Growing up, I didn’t want to grow up. Suddenly I had curves, and that was scary. I didn’t know how to talk about how my body was changing. But I knew, deeply, I didn’t like it.
I was terrified of gaining weight. The taller I grew, the more terrified I became. I weighed myself every day – sometimes two or three times in a day. I thought if I never got above 115 pounds I would be okay. For a teenager at 5’6″, that’s not okay.
I became obsessed with calorie counting, and it quickly became obvious to me where I could cut calories. I stopped eating all fat. No more cheese or butter or milk for me. I ate no more than 1000 calories per day and I exercised like a fiend.
And I still grew curves.
So I ate less. And I started trying to throw up what I ate. Because I still loved pizza, and even one slice was so good going down but so much regret and guilt afterwards. It was easier not to eat.
By the time I got to college I was eating about 700 calories a day or less and exercising about two hours per day. I was still struggling to stay under 115 pounds. It had become easy to refuse food. Hunger, for me, was a normal state of being.
Hunger meant I was doing something right. Hunger meant my body would use all my stored fat for fuel. Hunger meant I would lose weight…right?
Every time I ate, I could barely think past the noise in my head – counting the calories, planning the next visit to the gym, forcing myself to push past the next bite so people wouldn’t notice how much I was struggling.
Science Daily has published some research on the differences in the brains of normal eaters versus those with eating disorders. In November of 2016, they wrote that:
Scientists at the University of Colorado Anschutz Medical Campus have discovered the neurological reasons why those with anorexia and bulimia nervosa are able to override the urge to eat. In a study published in the journal Translational Psychiatry, the researchers showed that normal patterns of appetite stimulation in the brain are effectively reversed in those with eating disorders.
In another study, in July 2017, researches found that:
Magnetic resonance imaging scans suggest that the brains of women with bulimia nervosa react differently to images of food after stressful events than the brains of women without bulimia, according to research published by the American Psychological Association.
In women with bulimia, the researchers found decreased blood flow in a part of the brain associated with self-reflection, compared with increased blood flow in women without bulimia.
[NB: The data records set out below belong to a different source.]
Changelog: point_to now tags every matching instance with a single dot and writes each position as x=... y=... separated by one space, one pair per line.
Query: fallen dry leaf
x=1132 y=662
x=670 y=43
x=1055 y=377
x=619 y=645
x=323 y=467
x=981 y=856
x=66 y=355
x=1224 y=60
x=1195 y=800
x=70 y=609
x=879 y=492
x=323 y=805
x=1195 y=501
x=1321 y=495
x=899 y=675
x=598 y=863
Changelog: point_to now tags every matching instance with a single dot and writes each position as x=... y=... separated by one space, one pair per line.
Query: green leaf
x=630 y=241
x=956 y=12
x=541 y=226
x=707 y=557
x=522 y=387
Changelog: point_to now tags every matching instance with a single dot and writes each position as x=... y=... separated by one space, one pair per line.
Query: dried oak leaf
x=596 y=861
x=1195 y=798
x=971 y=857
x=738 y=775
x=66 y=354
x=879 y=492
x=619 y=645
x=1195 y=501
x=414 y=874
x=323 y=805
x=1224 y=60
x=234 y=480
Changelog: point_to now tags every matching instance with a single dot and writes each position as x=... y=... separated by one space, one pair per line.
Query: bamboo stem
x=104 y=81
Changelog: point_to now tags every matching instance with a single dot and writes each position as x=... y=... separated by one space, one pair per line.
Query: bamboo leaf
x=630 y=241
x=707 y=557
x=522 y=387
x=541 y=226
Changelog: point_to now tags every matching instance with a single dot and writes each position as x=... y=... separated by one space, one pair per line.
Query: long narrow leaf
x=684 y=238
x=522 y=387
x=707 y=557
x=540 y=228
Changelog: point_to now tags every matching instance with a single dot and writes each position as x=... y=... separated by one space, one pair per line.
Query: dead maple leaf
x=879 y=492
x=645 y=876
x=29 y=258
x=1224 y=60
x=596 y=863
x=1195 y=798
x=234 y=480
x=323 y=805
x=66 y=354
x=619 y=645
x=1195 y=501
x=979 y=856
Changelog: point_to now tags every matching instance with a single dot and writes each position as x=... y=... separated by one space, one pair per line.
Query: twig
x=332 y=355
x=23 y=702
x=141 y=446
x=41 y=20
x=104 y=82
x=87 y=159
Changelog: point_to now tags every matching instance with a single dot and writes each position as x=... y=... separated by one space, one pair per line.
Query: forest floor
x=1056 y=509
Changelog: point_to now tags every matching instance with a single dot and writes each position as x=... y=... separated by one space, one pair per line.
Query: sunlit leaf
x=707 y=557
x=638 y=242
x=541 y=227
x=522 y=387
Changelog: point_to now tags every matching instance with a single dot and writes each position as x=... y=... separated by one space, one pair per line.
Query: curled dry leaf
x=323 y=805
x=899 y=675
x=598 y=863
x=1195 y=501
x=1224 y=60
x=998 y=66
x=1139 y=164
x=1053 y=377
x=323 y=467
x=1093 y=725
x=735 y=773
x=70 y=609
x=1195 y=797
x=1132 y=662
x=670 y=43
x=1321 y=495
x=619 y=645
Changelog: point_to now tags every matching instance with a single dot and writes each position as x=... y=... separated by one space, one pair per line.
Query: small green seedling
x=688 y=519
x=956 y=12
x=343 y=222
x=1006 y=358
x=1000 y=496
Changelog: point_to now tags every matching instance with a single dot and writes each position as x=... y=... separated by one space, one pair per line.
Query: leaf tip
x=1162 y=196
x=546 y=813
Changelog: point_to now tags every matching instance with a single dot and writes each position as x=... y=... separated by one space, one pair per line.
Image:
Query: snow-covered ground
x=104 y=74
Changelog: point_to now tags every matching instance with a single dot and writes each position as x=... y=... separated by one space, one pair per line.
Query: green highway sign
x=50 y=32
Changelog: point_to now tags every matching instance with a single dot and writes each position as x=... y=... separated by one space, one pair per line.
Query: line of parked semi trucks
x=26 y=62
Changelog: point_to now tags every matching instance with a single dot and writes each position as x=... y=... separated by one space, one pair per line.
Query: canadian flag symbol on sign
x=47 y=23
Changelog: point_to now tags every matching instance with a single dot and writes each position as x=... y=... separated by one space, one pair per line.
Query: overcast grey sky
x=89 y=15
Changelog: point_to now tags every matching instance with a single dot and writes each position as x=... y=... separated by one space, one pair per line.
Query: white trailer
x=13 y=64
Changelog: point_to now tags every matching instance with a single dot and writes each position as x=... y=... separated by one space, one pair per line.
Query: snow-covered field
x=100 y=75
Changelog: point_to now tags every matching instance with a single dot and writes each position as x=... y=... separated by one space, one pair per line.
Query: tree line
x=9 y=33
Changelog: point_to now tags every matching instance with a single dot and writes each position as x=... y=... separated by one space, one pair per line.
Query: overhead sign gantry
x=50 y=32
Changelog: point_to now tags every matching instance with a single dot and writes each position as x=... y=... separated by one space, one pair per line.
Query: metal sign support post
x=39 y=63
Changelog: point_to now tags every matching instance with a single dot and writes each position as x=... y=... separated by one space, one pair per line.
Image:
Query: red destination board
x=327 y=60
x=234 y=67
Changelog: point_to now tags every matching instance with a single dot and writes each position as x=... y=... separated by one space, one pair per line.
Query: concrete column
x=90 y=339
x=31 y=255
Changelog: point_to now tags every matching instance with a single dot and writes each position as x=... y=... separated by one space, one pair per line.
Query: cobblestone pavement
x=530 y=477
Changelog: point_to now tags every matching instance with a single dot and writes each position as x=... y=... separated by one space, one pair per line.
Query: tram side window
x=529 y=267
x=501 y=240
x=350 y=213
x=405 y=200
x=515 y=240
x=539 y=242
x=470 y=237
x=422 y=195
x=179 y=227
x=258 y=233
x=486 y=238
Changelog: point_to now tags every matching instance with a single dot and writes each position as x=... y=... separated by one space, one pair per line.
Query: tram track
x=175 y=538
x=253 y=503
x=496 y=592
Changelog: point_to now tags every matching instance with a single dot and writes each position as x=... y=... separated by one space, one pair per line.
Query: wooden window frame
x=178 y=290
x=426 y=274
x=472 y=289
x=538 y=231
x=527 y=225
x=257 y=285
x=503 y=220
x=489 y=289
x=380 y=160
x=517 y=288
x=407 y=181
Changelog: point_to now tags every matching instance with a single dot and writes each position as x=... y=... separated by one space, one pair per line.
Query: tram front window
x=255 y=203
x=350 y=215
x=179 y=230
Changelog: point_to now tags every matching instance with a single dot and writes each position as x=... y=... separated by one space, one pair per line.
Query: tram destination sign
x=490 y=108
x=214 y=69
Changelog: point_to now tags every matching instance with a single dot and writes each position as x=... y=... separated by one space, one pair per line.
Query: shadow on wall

This suggests that bulimics may be using food to avoid negative thoughts about themselves, the researchers said.
What’s interesting to me about these studies is that, fundamentally, the brains of those with eating disorders are wired differently than those who have a normal relationship with food.
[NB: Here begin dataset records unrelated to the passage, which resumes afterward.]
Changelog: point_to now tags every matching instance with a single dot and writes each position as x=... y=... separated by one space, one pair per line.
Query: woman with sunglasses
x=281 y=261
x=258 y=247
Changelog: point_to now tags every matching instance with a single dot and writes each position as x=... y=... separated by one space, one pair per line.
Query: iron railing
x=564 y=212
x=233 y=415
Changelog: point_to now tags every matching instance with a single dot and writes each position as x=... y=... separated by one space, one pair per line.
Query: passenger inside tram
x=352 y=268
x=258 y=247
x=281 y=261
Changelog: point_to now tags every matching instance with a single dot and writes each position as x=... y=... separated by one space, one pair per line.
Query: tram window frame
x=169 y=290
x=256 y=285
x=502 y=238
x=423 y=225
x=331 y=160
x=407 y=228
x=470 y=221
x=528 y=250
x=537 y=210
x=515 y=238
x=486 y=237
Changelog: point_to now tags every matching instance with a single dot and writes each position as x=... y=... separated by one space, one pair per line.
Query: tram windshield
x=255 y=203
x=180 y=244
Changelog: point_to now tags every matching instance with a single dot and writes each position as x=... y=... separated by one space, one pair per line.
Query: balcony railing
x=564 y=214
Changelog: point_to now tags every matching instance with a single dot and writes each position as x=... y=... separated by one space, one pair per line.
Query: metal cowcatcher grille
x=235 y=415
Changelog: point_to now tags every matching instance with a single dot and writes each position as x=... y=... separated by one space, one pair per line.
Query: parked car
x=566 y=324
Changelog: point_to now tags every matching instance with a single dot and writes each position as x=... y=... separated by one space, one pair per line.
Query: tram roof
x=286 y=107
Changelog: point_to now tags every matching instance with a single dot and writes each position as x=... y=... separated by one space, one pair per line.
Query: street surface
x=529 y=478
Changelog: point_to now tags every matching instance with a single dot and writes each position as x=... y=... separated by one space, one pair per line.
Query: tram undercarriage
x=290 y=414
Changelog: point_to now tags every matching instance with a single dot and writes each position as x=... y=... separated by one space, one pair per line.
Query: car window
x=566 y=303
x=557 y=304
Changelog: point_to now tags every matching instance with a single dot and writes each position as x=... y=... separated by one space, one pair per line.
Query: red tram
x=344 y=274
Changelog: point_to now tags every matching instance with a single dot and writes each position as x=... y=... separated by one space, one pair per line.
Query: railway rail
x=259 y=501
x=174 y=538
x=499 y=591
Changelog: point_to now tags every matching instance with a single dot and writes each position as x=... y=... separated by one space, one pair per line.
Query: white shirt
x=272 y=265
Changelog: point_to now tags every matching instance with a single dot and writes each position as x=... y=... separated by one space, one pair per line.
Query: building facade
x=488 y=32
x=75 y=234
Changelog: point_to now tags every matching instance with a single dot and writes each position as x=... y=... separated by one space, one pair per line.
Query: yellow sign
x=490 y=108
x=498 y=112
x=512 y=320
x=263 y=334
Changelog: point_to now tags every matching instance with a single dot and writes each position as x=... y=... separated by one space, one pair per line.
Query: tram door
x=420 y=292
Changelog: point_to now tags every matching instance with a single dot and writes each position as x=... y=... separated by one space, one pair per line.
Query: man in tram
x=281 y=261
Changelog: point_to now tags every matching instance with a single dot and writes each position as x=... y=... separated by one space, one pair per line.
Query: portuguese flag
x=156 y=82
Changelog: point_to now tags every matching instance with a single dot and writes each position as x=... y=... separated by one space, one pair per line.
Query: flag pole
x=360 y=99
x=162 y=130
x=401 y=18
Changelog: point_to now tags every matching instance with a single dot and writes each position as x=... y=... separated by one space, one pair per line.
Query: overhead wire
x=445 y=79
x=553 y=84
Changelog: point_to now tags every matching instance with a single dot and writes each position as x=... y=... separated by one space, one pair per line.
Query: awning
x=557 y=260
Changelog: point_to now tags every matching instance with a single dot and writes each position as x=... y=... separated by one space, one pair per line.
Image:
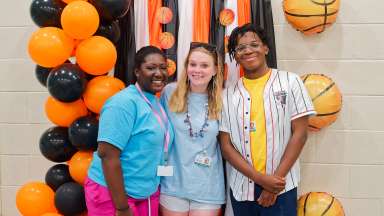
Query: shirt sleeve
x=301 y=103
x=116 y=125
x=224 y=119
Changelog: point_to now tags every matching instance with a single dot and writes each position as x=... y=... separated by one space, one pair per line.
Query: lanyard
x=162 y=120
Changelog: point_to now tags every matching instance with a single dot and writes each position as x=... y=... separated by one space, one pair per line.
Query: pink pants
x=99 y=201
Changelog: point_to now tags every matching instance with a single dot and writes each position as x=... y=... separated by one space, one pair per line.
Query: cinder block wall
x=346 y=159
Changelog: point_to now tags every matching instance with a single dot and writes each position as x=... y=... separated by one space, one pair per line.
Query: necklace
x=203 y=128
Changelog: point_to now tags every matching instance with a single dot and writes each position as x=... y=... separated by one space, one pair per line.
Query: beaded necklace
x=203 y=128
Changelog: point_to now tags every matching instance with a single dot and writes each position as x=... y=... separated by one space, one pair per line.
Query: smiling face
x=152 y=74
x=251 y=52
x=200 y=70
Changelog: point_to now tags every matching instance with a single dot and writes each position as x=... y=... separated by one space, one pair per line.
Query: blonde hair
x=178 y=100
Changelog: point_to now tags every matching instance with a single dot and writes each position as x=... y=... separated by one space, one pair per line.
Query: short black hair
x=240 y=31
x=144 y=52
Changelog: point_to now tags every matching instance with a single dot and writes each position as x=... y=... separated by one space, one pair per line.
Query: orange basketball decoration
x=79 y=164
x=311 y=16
x=50 y=47
x=226 y=17
x=80 y=19
x=35 y=198
x=164 y=15
x=326 y=98
x=69 y=1
x=225 y=72
x=319 y=204
x=171 y=67
x=96 y=55
x=99 y=89
x=76 y=43
x=63 y=114
x=167 y=40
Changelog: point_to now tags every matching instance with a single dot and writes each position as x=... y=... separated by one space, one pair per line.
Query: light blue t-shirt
x=192 y=181
x=127 y=122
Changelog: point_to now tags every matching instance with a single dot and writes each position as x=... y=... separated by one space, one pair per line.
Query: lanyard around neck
x=163 y=120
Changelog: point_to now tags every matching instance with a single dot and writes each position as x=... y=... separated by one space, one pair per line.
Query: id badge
x=165 y=171
x=252 y=126
x=202 y=159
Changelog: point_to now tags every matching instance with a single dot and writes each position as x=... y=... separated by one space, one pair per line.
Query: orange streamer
x=201 y=21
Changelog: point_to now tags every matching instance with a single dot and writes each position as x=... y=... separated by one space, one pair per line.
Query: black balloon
x=111 y=9
x=66 y=82
x=42 y=74
x=83 y=133
x=55 y=145
x=70 y=199
x=110 y=30
x=46 y=12
x=57 y=175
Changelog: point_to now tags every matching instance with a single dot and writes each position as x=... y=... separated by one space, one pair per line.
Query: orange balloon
x=63 y=114
x=99 y=89
x=50 y=47
x=96 y=55
x=35 y=198
x=164 y=15
x=80 y=19
x=69 y=1
x=79 y=164
x=226 y=17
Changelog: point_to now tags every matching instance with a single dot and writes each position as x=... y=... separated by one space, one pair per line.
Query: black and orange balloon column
x=326 y=98
x=74 y=44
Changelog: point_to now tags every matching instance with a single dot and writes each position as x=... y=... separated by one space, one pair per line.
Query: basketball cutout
x=171 y=67
x=326 y=98
x=319 y=204
x=164 y=15
x=166 y=40
x=226 y=17
x=311 y=16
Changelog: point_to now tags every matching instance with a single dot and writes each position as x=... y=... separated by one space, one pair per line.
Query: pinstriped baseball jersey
x=285 y=99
My story is an anecdote that validates this research. Even now, in recovery, I still find it very easy to say “No” to food. Even when I’m hungry. I find it easier to schedule my meals and snacks and eat whether I feel hungry or not. I can’t rely on my body cues. I’m not wired that way.
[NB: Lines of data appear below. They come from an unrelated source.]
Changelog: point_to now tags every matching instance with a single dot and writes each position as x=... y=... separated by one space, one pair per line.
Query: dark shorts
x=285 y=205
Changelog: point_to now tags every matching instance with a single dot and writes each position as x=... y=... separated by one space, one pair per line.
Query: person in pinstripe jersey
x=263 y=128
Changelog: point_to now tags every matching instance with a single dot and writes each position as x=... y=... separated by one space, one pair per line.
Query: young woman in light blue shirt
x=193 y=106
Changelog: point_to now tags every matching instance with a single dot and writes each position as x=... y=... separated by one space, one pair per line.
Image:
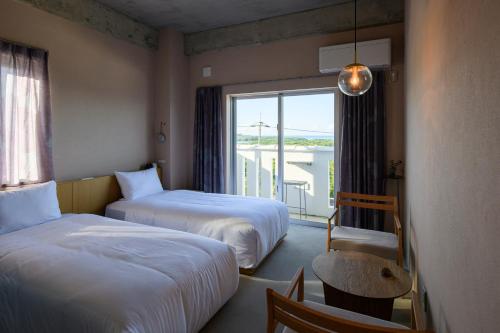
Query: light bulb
x=355 y=79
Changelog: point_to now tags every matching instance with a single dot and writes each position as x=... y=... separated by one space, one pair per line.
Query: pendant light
x=355 y=79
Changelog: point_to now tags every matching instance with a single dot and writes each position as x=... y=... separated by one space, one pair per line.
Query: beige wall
x=453 y=159
x=101 y=90
x=171 y=107
x=297 y=58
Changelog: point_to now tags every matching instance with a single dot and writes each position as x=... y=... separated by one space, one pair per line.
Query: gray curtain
x=362 y=152
x=25 y=124
x=208 y=141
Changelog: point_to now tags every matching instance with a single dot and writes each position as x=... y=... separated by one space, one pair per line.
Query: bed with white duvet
x=85 y=273
x=252 y=226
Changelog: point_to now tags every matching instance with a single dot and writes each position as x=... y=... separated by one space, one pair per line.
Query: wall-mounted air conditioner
x=374 y=54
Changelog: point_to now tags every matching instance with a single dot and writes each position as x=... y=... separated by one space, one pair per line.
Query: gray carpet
x=246 y=310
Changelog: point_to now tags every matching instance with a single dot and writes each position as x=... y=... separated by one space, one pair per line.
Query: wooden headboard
x=90 y=196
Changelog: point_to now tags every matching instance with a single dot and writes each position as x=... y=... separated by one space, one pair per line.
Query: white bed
x=85 y=273
x=252 y=226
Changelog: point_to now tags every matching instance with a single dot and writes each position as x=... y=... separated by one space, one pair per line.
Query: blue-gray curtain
x=362 y=152
x=208 y=141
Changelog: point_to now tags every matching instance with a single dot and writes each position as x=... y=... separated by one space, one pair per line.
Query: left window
x=25 y=124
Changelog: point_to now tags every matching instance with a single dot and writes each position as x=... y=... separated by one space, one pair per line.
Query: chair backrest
x=368 y=201
x=387 y=203
x=296 y=316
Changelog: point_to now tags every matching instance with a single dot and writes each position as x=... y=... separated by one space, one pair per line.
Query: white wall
x=101 y=92
x=453 y=159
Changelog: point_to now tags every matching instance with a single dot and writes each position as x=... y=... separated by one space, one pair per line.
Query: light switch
x=207 y=71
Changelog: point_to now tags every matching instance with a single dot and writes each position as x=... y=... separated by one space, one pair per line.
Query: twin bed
x=88 y=273
x=251 y=226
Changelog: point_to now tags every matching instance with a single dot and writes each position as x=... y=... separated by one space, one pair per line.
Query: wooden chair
x=310 y=317
x=383 y=244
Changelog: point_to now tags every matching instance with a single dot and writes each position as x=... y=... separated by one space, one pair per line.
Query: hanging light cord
x=355 y=32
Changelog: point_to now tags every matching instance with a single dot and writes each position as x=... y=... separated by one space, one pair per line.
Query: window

As I grew older, my eating disorder progressed. It became easier to throw up what I ate. I think this is because of my drinking. When I started drinking, I accounted for the calories and ate even less, choosing to drink my calories alcoholically instead.
I began a cycle of bingeing and purging. I found relief in eating, but the shame and guilt I felt after eating was too much. Imagine my surprise when, after arriving at rehab, I learned that my “binge” was a normal eater’s regular meal!
I’m not stable in my recovery from my eating disorder. I still relapse from time to time. But I have the self awareness now to recognize what I’m doing and why I behave the way I behave – why I respond to food the way I do. Food has become a mechanism of avoidance for me. Instead of looking at what’s bothering me and feeling my feelings, I can eat and then purge.
On the other hand, food is a method of control. I use it (or rather, the denial of it) to feel powerful and “in control,” at least over myself.
Being in recovery from alcohol and drugs has helped me in my recovery from my eating disorder. I’ve learned some coping skills to help with stress and anxiety. The same skills that work when I want to take a drink or a drug usually work when I want to binge and purge.
Fighting the eating disorder, though, is a harder fight. I’m not saying that staying sober is easy. I fight for my sobriety every day. But I’ve had my eating disorder since I was 13 (maybe even younger if you want to talk about how I would hide food as a child). That’s more than 20 years of trained, ingrained behavior, deeply rooted in my psyche and my character.
I do believe that I can recover. I start every day with new hope.
Each day is its own battle. One day at a time, we can conquer our demons.